PseudoLabelGenerator.mine_negatives

def mine_negatives(question_doc_pairs: List[Dict[str, str]], batch_size: Optional[int] = None) -> List[Dict[str, str]]

Given a list of question and positive document pairs, this function returns a list of question/positive document/negative document

dictionaries.

Arguments:

  • question_doc_pairs (List[Dict[str, str]]): A list of question/positive document pairs.
  • batch_size (int (optional)): The number of queries to run in a batch.

Returns:

A list of dictionaries, where each dictionary contains the question, positive document,
and negative document.

PseudoLabelGenerator.generate_margin_scores

def generate_margin_scores(mined_negatives: List[Dict[str, str]], batch_size: Optional[int] = None) -> List[Dict]

Given a list of mined negatives, this function predicts the score margin between the positive and negative document using

the cross-encoder.

The function returns a list of examples, where each example is a dictionary with the following keys:

  • question: The question string.
  • pos_doc: Positive document string (the document containing the answer).
  • neg_doc: Negative document string (the document that doesn't contain the answer).
  • score: The margin between the score for question-positive document pair and the score for question-negative document pair.

Arguments:

  • mined_negatives (List[Dict[str, str]]): The list of mined negatives.
  • batch_size (int (optional)): The number of mined negative lists to run in a batch.

Returns:

A list of dictionaries, each of which has the following keys:

  • question: The question string
  • pos_doc: Positive document string
  • neg_doc: Negative document string
  • score: The score margin

PseudoLabelGenerator.generate_pseudo_labels

def generate_pseudo_labels(documents: List[Document], batch_size: Optional[int] = None) -> Tuple[dict, str]

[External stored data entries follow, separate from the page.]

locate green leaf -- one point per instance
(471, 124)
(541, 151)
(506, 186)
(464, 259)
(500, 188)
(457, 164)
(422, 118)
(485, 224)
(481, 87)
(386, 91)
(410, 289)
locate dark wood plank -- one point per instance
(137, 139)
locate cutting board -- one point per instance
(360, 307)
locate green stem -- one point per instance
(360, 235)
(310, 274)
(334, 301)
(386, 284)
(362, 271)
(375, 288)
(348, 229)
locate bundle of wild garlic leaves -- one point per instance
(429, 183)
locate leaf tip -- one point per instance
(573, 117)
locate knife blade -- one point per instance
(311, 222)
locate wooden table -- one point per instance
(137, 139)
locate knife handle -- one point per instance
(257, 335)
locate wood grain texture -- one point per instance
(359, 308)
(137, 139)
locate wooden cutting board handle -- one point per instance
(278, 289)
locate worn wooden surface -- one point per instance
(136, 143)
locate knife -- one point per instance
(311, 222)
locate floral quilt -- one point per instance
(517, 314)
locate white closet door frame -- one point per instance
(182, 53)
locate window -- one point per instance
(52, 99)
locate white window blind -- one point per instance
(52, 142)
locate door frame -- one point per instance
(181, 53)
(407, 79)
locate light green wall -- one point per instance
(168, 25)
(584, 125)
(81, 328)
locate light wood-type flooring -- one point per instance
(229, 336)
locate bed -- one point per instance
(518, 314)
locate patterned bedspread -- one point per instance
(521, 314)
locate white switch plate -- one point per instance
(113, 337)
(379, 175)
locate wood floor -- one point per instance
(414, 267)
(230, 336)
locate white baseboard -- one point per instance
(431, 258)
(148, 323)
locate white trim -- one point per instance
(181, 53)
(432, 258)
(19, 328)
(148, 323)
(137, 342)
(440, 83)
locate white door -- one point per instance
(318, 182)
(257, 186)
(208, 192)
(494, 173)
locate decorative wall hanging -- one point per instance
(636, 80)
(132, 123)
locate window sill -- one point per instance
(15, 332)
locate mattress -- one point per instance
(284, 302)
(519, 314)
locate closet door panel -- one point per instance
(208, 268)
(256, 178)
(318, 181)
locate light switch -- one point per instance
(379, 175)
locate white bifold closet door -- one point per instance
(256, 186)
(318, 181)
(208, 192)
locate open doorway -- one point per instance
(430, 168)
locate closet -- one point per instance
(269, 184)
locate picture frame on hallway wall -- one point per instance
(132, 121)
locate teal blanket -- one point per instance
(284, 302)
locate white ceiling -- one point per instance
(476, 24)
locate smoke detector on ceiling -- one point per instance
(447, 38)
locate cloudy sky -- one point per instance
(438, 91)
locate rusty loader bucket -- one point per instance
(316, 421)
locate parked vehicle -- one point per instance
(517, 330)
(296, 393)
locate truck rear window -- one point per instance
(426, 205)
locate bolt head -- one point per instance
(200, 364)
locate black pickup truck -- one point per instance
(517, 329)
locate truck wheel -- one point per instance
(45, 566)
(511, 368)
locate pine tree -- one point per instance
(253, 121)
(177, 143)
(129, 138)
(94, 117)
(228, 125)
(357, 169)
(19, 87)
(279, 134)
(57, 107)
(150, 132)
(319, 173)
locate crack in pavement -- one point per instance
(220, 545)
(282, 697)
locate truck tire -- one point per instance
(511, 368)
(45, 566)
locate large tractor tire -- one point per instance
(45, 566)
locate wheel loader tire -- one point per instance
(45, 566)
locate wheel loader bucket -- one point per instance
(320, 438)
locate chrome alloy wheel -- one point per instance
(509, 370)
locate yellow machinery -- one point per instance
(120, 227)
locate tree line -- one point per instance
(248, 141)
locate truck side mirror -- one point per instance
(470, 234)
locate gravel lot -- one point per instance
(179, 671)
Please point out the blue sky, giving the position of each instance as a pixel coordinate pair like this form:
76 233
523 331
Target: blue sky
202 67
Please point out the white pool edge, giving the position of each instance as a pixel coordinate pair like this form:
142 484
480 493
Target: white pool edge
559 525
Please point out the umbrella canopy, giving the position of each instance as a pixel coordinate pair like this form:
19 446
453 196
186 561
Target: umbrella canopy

Given a list of documents, this function generates a list of question-document pairs, mines for negatives, and

scores a positive/negative margin with cross-encoder. The output is the training data for the
adaptation of dense retriever models.

Arguments:

  • documents (List[Document]): List[Document] = The list of documents to mine negatives from.
  • batch_size (Optional[int]): The number of documents to process in a batch.

Returns:

A dictionary with a single key 'gpl_labels' representing a list of dictionaries, where each
dictionary contains the following keys:

  • question: The question string.
  • pos_doc: Positive document for the given question.
  • neg_doc: Negative document for the given question.
  • score: The margin between the score for question-positive document pair and the score for question-negative document pair.